Prosthetics are built to create force in a naturalistic way so as to enable movement that is both controllable and explosive in equal measure.
And once all this equipment is designed, delivered, and fitted, it must then be blended into an already finely tuned specimen who will push its engineering to the very limits of its capacity and often times to breaking point in the search of faster, stronger, higher, and longer.
As Team Ireland prepared for departure to Tokyo in recent weeks insights were gained as to the challenges they encounter and overcome en route to such a career highpoint. There were also threads of bemusement from some of the athletes. For instance, swimmer Róisín Ní Ríain put forward some of the misconceptions she has had to deal with, such as that para athletes don’t have the same level of commitment, or don’t train as hard as other athletes.
Cyclist Eve McCrystal sees change being directly linked to exposure and funding support. In a lot of respects, the Paralympics are still in their infancy from a media perspective compared to other sports, but the tide has been shifting rapidly in recent years and with that a greater appreciation of the skill and athleticism on show.

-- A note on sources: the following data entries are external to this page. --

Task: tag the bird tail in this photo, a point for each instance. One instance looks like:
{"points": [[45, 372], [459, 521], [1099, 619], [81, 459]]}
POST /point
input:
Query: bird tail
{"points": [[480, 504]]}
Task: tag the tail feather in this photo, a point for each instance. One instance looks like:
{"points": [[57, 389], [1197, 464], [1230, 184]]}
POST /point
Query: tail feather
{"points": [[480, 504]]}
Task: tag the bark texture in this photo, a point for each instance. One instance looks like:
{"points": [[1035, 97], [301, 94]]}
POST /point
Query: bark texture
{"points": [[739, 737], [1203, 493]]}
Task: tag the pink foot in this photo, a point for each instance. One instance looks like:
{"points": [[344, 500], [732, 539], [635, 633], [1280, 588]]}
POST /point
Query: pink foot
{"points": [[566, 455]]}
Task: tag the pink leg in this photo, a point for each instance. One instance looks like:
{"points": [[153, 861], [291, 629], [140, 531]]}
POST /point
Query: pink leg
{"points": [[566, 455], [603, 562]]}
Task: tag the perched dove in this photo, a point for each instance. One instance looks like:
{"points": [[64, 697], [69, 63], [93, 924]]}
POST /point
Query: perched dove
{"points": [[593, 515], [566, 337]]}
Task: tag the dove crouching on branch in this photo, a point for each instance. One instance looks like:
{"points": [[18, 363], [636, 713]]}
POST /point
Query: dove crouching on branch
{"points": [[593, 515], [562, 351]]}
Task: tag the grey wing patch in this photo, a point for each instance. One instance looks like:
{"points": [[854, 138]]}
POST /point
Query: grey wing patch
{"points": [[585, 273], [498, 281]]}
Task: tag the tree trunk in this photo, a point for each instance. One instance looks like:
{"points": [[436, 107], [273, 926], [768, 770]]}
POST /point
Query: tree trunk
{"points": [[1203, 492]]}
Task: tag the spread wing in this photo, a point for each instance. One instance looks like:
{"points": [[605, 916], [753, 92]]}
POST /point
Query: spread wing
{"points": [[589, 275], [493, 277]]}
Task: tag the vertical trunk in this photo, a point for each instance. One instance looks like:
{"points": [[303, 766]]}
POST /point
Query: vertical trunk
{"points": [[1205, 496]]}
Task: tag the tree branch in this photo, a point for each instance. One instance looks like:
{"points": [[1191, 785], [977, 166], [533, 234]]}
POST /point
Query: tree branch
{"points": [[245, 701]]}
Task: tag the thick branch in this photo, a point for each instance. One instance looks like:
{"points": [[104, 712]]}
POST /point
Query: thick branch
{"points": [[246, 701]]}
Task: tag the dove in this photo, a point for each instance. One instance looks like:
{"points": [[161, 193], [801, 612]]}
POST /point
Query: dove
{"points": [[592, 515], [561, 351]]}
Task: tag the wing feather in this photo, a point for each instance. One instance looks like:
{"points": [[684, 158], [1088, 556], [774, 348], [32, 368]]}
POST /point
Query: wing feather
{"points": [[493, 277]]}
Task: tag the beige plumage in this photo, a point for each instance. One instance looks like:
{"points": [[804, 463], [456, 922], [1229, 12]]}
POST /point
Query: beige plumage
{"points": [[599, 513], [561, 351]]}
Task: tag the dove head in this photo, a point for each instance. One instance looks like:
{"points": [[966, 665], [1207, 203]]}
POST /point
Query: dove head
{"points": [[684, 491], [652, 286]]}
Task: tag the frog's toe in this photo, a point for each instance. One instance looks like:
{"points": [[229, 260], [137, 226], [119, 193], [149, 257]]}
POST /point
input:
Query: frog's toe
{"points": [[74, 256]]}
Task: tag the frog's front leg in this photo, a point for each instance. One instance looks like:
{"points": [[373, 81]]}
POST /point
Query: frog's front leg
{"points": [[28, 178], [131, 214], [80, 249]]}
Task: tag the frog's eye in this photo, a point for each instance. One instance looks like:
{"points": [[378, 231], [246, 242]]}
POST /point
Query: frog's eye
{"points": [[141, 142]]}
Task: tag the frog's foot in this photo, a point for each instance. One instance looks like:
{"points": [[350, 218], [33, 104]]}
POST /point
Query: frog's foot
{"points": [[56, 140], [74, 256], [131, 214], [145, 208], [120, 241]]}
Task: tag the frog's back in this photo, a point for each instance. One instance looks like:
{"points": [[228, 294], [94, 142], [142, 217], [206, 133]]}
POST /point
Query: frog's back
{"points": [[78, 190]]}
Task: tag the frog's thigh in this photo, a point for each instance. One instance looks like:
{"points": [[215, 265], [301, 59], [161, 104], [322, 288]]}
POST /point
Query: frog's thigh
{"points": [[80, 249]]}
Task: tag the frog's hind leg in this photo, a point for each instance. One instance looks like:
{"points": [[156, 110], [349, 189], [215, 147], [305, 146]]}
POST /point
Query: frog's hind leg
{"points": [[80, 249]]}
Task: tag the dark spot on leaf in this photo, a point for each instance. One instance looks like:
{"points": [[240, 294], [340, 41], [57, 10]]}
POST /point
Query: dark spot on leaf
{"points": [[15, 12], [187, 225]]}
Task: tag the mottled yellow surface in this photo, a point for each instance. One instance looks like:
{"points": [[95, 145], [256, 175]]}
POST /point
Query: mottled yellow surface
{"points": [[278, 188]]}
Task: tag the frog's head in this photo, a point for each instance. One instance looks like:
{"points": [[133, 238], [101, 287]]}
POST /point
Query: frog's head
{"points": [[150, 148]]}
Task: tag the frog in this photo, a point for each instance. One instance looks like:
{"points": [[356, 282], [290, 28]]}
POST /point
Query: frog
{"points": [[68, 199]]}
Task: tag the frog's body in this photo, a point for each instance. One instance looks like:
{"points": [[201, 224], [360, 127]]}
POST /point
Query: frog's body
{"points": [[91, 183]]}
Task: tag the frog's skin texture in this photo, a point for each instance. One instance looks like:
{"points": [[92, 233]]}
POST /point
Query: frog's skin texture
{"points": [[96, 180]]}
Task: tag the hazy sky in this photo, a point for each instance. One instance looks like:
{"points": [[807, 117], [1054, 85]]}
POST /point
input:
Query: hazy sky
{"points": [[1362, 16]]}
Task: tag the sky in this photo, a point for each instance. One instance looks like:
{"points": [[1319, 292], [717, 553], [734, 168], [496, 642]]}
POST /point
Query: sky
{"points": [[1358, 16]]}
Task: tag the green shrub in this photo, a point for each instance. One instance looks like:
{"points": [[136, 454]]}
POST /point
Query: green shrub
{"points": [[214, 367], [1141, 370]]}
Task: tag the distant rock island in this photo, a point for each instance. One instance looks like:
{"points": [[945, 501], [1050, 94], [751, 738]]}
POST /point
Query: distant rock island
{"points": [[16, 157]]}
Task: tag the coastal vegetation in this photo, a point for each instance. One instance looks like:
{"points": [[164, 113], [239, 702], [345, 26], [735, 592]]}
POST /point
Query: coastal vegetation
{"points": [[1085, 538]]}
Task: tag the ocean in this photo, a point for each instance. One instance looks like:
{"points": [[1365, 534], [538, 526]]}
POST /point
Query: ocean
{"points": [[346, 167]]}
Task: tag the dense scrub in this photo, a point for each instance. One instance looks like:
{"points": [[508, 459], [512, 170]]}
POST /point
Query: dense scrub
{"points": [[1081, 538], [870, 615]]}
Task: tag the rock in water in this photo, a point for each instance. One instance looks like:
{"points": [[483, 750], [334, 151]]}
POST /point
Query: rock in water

Swimming gold in Tokyo, Ellen Keane, has spoken of the responsibility of Paralympians to showcase their work, a responsibility that mainstream athletes probably don’t have to do so much. However, she sees it as an opportunity and not an obstacle. A chance to share the rigours of being an elite athlete aiming to qualify to world-class international standards just the same as anyone else.
None of this is to suggest that Paralympians expect to be viewed any differently from any other athlete, on the contrary, such is their confidence that given the chance to impress they will will rise to the pressure that comes with expectation.
There is an energy surrounding this year’s Paralympics, even in the shadow of Covid-19, and Team Ireland with their 29 athletes across nine sports are responsible for this feeling. The perfect blend of youth and experience probably contributes to this also, with Paralympic debutant, cyclist Richael Timothy, joining the likes of household names such as multiple track Olympic champions Michael McKillop and Jason Smyth on the plane to Japan.
Like every major sporting event there is something for everyone in Tokyo over the next two weeks. Be sure to treat yourself to some good old-fashioned competition where the best of the best go head-to-head for Paralympic glory. Personal favourites are football five-a-side, goalball and all the racquet sports, tennis, badminton, and table-tennis. Keep an eye out for Egypt’s Ibrahim Hamadtou in the table-tennis — mic drop.